Qui va remplacer Najat Vallaud-Belkacem ?

Lorsque Najat Vallaud-Belkacem a été nommée au ministère de l'Éducation nationale, je me suis demandé quelle mouche avait piqué François Hollande. Certes, cette jeune femme ne manque pas de charme, et elle avait assumé le rôle difficile de porte-parole du gouvernement, mais enfin, de là à devenir le troisième ministre d'État !

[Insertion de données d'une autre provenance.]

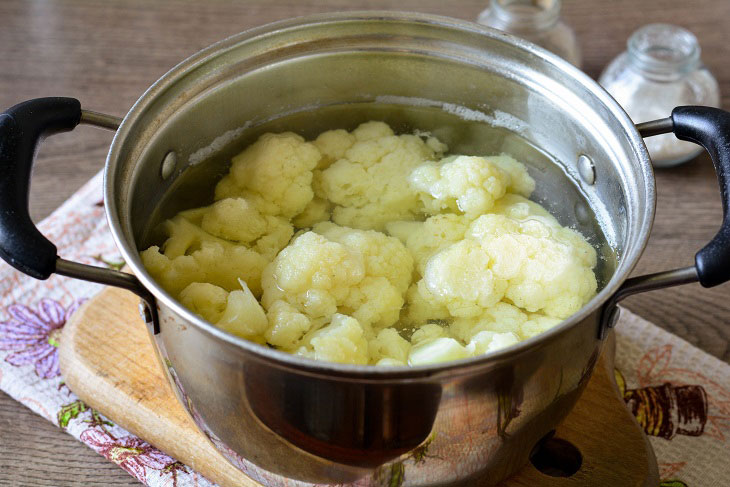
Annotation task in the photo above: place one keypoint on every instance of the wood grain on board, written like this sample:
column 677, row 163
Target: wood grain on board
column 108, row 360
column 107, row 52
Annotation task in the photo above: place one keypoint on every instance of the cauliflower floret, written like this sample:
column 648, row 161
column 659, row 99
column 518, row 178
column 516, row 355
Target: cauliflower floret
column 374, row 301
column 235, row 219
column 500, row 318
column 314, row 274
column 332, row 145
column 537, row 324
column 237, row 312
column 318, row 210
column 437, row 351
column 465, row 184
column 287, row 326
column 459, row 277
column 426, row 238
column 488, row 341
column 369, row 182
column 486, row 269
column 427, row 333
column 544, row 270
column 389, row 348
column 213, row 262
column 421, row 307
column 343, row 341
column 362, row 273
column 274, row 174
column 204, row 299
column 384, row 256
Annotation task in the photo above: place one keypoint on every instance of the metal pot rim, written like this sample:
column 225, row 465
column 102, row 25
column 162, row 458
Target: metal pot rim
column 283, row 359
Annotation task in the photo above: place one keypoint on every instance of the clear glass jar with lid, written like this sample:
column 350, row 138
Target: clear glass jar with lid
column 660, row 70
column 537, row 21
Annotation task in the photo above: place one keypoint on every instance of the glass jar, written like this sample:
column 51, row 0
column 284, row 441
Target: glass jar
column 660, row 70
column 537, row 21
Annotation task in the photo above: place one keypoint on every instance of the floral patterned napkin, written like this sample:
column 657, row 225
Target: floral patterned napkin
column 679, row 394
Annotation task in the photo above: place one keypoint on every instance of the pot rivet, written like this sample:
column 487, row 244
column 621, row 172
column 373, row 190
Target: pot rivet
column 145, row 312
column 582, row 214
column 614, row 316
column 168, row 165
column 586, row 169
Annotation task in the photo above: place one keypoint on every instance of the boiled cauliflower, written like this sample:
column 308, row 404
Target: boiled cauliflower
column 469, row 185
column 332, row 269
column 368, row 247
column 274, row 174
column 365, row 174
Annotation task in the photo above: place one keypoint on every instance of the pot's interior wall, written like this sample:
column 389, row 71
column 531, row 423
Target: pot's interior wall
column 414, row 75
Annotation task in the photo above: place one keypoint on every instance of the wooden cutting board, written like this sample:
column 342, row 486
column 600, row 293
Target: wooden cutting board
column 108, row 360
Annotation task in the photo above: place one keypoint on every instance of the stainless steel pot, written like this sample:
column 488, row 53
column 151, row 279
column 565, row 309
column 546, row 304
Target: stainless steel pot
column 277, row 416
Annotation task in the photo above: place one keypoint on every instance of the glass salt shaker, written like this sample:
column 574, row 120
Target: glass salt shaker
column 660, row 70
column 537, row 21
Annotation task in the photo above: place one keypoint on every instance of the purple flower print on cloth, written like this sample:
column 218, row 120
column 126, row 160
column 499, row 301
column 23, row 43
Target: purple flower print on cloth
column 129, row 452
column 34, row 335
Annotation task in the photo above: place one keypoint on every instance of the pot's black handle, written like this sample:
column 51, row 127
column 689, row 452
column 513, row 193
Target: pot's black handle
column 21, row 127
column 710, row 128
column 21, row 244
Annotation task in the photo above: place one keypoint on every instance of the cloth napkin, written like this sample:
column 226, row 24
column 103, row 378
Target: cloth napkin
column 679, row 394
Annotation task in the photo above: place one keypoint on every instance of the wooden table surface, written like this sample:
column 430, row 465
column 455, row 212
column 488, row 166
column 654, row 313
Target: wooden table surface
column 107, row 52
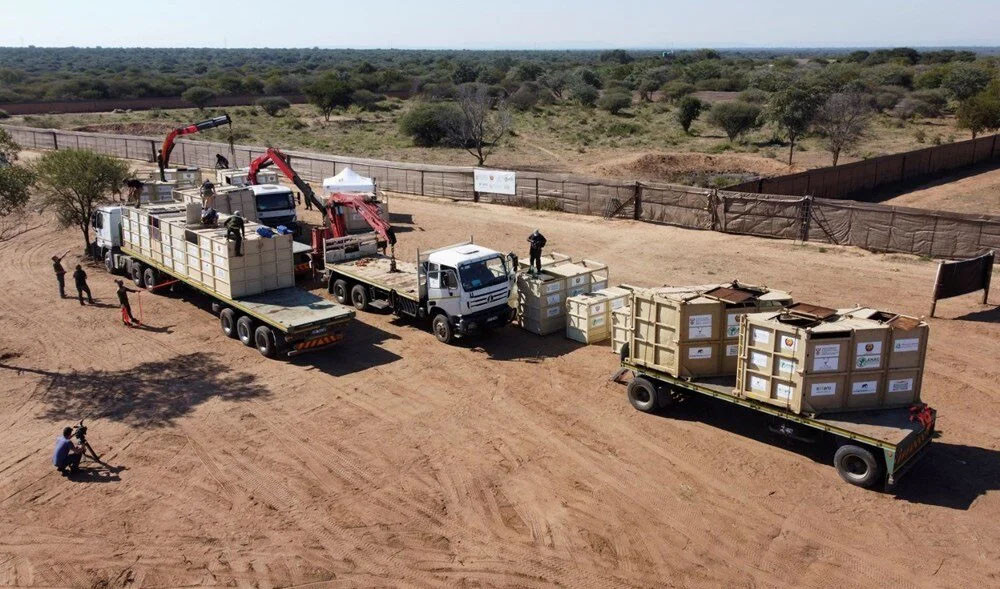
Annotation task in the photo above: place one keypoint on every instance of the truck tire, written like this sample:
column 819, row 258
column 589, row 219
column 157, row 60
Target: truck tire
column 442, row 328
column 858, row 466
column 359, row 297
column 340, row 291
column 244, row 330
column 136, row 270
column 150, row 278
column 227, row 320
column 642, row 394
column 265, row 342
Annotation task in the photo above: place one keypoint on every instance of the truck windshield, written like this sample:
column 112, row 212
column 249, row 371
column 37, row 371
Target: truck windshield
column 483, row 273
column 278, row 201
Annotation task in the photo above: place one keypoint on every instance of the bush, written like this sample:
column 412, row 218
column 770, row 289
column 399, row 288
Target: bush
column 273, row 105
column 735, row 118
column 614, row 102
column 429, row 124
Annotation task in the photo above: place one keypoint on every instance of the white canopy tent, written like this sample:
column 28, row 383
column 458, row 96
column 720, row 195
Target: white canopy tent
column 348, row 181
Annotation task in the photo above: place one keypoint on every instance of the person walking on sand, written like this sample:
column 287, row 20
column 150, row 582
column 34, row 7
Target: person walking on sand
column 122, row 292
column 60, row 273
column 80, row 278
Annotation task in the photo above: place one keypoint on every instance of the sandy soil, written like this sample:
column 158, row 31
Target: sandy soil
column 510, row 461
column 975, row 191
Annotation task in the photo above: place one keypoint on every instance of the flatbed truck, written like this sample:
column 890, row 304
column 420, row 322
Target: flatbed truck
column 460, row 289
column 873, row 447
column 284, row 322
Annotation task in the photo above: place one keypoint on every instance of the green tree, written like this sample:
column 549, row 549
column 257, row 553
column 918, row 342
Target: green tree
column 273, row 105
column 688, row 111
column 614, row 101
column 735, row 118
column 75, row 182
column 328, row 93
column 792, row 110
column 199, row 96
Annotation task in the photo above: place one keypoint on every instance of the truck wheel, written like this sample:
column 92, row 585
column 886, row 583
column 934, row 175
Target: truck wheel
column 263, row 338
column 244, row 330
column 339, row 290
column 642, row 394
column 137, row 274
column 442, row 328
column 359, row 297
column 227, row 319
column 858, row 466
column 149, row 278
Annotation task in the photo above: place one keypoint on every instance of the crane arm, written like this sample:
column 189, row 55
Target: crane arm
column 168, row 143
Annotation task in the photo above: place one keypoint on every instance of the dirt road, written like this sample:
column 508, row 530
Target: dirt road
column 511, row 461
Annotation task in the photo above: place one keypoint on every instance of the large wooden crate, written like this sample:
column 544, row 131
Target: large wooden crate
column 813, row 360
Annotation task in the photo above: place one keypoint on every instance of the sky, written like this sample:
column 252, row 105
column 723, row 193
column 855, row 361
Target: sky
column 511, row 24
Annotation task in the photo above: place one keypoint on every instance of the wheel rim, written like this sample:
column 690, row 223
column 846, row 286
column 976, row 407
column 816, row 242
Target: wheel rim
column 855, row 467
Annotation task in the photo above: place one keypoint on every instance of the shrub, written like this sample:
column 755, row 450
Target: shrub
column 273, row 105
column 429, row 123
column 735, row 118
column 614, row 102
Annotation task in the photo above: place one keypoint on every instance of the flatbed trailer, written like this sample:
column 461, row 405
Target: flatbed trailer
column 874, row 447
column 280, row 323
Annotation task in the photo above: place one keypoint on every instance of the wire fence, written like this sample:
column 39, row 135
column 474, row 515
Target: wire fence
column 871, row 226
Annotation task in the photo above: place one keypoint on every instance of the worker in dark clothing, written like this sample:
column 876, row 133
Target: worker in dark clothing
column 236, row 231
column 536, row 242
column 80, row 278
column 123, row 291
column 66, row 454
column 60, row 273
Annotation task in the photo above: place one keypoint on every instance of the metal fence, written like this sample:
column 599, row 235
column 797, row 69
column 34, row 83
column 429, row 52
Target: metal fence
column 871, row 226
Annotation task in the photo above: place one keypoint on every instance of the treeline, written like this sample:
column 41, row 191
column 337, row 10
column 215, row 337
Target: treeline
column 39, row 74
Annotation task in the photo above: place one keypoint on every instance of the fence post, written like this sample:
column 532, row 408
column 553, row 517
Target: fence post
column 637, row 202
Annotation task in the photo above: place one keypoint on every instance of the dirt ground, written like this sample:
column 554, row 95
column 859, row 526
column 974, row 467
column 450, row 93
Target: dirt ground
column 510, row 461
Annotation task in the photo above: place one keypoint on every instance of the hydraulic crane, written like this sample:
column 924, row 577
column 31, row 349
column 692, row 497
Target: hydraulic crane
column 334, row 224
column 163, row 158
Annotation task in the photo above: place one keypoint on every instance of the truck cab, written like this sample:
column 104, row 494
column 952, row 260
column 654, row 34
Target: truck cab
column 275, row 205
column 468, row 285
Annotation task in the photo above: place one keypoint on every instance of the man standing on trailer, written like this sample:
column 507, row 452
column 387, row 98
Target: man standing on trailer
column 123, row 291
column 60, row 273
column 80, row 279
column 236, row 231
column 536, row 242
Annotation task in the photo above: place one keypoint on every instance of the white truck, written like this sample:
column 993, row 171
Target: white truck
column 280, row 322
column 460, row 289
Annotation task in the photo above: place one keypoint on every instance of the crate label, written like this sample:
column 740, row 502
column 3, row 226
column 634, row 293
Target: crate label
column 823, row 389
column 699, row 353
column 699, row 326
column 864, row 387
column 901, row 385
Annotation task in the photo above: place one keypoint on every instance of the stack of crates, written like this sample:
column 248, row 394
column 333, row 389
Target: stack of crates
column 541, row 299
column 589, row 315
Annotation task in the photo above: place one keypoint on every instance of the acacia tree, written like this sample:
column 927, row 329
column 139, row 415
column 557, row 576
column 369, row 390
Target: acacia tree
column 843, row 120
column 793, row 111
column 485, row 119
column 76, row 182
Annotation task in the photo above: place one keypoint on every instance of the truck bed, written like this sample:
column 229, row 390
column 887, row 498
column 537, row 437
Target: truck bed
column 375, row 270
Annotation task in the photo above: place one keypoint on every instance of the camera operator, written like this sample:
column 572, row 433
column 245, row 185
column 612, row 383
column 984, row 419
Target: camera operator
column 66, row 453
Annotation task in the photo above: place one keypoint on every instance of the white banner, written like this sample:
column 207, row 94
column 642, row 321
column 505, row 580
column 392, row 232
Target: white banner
column 496, row 181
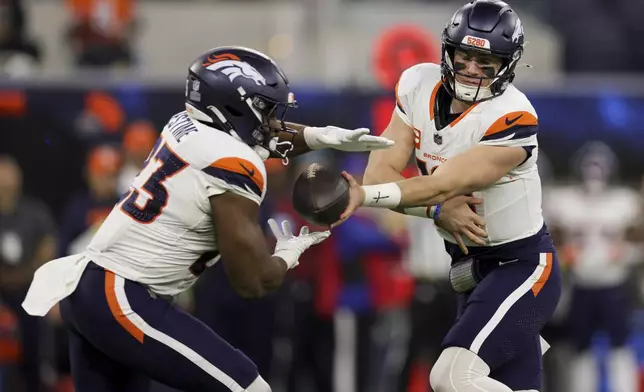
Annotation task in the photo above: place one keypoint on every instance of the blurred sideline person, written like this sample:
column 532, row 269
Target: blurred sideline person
column 433, row 307
column 27, row 240
column 594, row 216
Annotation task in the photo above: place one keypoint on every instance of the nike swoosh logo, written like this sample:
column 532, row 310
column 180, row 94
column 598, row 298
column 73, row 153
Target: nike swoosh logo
column 510, row 122
column 501, row 263
column 251, row 173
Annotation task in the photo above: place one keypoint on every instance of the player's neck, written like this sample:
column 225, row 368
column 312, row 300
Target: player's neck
column 459, row 106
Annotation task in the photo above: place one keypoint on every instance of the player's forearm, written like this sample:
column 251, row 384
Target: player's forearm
column 272, row 275
column 299, row 143
column 432, row 190
column 422, row 191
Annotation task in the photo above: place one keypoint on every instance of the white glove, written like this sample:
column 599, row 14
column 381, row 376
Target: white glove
column 289, row 247
column 344, row 139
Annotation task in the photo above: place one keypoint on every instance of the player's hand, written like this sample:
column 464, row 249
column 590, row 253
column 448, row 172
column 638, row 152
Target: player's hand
column 290, row 247
column 344, row 139
column 356, row 198
column 456, row 216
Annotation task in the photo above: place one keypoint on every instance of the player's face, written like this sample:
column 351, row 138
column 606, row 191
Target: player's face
column 471, row 65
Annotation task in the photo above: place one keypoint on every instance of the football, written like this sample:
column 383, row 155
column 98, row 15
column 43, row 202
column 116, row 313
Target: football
column 320, row 195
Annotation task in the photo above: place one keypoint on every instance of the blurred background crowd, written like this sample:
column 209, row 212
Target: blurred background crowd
column 86, row 86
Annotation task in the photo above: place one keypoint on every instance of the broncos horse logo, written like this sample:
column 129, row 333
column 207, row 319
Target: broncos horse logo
column 232, row 66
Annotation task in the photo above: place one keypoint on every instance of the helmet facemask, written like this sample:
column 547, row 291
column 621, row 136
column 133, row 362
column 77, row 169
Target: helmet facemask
column 499, row 80
column 272, row 114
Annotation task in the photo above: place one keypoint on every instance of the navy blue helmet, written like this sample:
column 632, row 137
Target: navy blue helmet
column 490, row 27
column 239, row 91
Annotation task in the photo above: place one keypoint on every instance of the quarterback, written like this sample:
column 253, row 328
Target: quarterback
column 474, row 137
column 195, row 201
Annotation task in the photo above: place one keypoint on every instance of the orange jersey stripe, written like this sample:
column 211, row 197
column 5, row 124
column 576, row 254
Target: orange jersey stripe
column 462, row 116
column 116, row 310
column 510, row 120
column 241, row 166
column 538, row 285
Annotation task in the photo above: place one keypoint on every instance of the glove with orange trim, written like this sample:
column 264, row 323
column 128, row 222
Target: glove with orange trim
column 353, row 140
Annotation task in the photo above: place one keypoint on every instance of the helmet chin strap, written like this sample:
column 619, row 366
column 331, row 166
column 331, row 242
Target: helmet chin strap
column 469, row 93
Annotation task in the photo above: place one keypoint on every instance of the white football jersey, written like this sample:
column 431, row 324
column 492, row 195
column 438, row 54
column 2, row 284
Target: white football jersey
column 595, row 226
column 425, row 257
column 161, row 233
column 511, row 206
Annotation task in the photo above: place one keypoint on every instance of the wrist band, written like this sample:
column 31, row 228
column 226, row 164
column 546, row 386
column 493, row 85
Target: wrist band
column 382, row 196
column 437, row 211
column 421, row 212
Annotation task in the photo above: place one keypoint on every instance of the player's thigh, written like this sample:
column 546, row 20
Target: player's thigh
column 524, row 372
column 93, row 371
column 505, row 313
column 155, row 338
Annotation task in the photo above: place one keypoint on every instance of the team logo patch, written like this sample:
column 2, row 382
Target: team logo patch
column 232, row 66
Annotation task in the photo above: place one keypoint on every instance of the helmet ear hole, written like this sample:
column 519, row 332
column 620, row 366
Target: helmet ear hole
column 232, row 111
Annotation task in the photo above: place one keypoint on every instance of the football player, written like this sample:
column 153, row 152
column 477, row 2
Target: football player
column 478, row 137
column 600, row 261
column 196, row 200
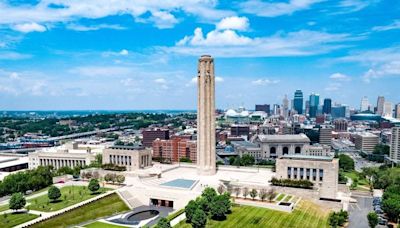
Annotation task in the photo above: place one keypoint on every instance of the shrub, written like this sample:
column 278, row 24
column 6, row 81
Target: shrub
column 17, row 201
column 53, row 193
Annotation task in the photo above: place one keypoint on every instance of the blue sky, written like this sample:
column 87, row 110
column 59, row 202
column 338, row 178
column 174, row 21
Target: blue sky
column 131, row 54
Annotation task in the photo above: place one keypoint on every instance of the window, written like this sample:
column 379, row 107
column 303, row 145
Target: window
column 285, row 150
column 321, row 175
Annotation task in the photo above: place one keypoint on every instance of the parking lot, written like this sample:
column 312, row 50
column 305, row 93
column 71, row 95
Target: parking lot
column 358, row 212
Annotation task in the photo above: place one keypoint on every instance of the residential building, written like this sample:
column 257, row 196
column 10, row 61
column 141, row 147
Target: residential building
column 365, row 141
column 395, row 145
column 174, row 149
column 149, row 135
column 321, row 170
column 298, row 101
column 325, row 135
column 327, row 108
column 131, row 157
column 263, row 107
column 340, row 125
column 379, row 105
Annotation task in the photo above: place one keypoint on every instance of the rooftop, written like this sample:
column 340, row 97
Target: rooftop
column 284, row 138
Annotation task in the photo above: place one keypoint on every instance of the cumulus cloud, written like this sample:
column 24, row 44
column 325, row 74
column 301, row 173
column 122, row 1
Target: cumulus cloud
column 264, row 81
column 339, row 77
column 274, row 9
column 234, row 23
column 229, row 43
column 29, row 27
column 85, row 28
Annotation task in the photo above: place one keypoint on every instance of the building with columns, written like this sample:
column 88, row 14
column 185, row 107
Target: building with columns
column 131, row 157
column 206, row 116
column 274, row 146
column 70, row 154
column 323, row 171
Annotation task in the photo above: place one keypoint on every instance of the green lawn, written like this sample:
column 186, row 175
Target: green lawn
column 287, row 198
column 106, row 206
column 72, row 194
column 11, row 219
column 102, row 225
column 306, row 214
column 280, row 197
column 4, row 207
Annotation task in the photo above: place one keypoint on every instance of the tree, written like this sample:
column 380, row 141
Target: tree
column 221, row 189
column 245, row 192
column 237, row 191
column 263, row 194
column 53, row 193
column 271, row 194
column 253, row 193
column 94, row 185
column 120, row 179
column 372, row 219
column 17, row 201
column 190, row 208
column 346, row 163
column 199, row 219
column 163, row 223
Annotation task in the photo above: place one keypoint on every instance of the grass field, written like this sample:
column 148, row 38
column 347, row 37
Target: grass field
column 12, row 220
column 306, row 214
column 106, row 206
column 280, row 197
column 102, row 225
column 70, row 195
column 287, row 198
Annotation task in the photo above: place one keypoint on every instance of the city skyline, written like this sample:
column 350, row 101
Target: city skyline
column 57, row 55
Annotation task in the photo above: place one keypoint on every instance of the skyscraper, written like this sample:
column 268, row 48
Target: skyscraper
column 387, row 109
column 327, row 108
column 364, row 104
column 397, row 111
column 206, row 116
column 298, row 101
column 395, row 145
column 314, row 103
column 285, row 106
column 379, row 105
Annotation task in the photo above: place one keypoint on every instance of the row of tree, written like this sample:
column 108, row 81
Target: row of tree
column 33, row 180
column 292, row 183
column 338, row 219
column 209, row 204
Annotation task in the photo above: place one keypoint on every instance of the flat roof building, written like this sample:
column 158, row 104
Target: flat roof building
column 321, row 170
column 133, row 158
column 70, row 154
column 365, row 141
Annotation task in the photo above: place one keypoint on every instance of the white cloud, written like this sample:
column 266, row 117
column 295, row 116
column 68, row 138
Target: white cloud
column 160, row 12
column 264, row 81
column 274, row 9
column 160, row 81
column 333, row 87
column 29, row 27
column 85, row 28
column 392, row 26
column 339, row 77
column 234, row 23
column 228, row 43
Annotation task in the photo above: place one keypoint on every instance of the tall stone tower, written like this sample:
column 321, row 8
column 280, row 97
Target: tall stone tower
column 206, row 116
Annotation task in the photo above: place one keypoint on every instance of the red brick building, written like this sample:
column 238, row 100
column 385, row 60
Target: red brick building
column 149, row 135
column 174, row 149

Surtout qu'elle ne pouvait se prévaloir d’aucune expertise en matière d'éducation : ayant échoué deux fois au concours de l’ENA, elle était paradoxalement une des figures les moins diplômées du gouvernement, et s’était jusqu’alors plutôt illustrée dans la promotion d’initiatives symboliques que dans la gestion de dossiers complexes. Ainsi n'avait-elle mis les pieds dans une école que pour y faire la propagande de l'idéologie du genre par ses fameux "ABCD de l'égalité". Ses relais militants étaient faibles (connaît-on des Belkacemistes ?), et son ancrage territorial plus que léger (elle a été défaite lors de sa seule tentative de briguer un mandat parlementaire).

Cette nomination, au-delà de calculs politiques mesquins, ne signifiait au fond qu'une seule chose : échaudé par l'expérience de "refondation de l'école" par Vincent Peillon, le Président de la République avait renoncé à cornaquer le mammouth. Il allait laisser libre cours à l'inertie des centaines de milliers de ronds-de-cuir qui croupissent dans les bureaux de la rue de Grenelle et des rectorats.

Et quand le pire est sûr, on n'est jamais déçu.

Car Najat Vallaud-Belkacem, en bon petit soldat, s'est empressée de mettre en musique toutes les réformes désastreuses que les pédagogistes frénétiques aux manettes depuis 40 ans lui ont susurrées à l'oreille.

Suppression des notes, des internats d'excellence, des bourses au mérite, des classes européennes, des options latin-grec, interdiction du redoublement, amputation des horaires disciplinaires, baccalauréat au rabais en 5 ans et maintenant réforme-massacre de l'orthographe... elle n'a pas raté la moindre occasion de saper ce qui tenait encore un peu dans le système éducatif.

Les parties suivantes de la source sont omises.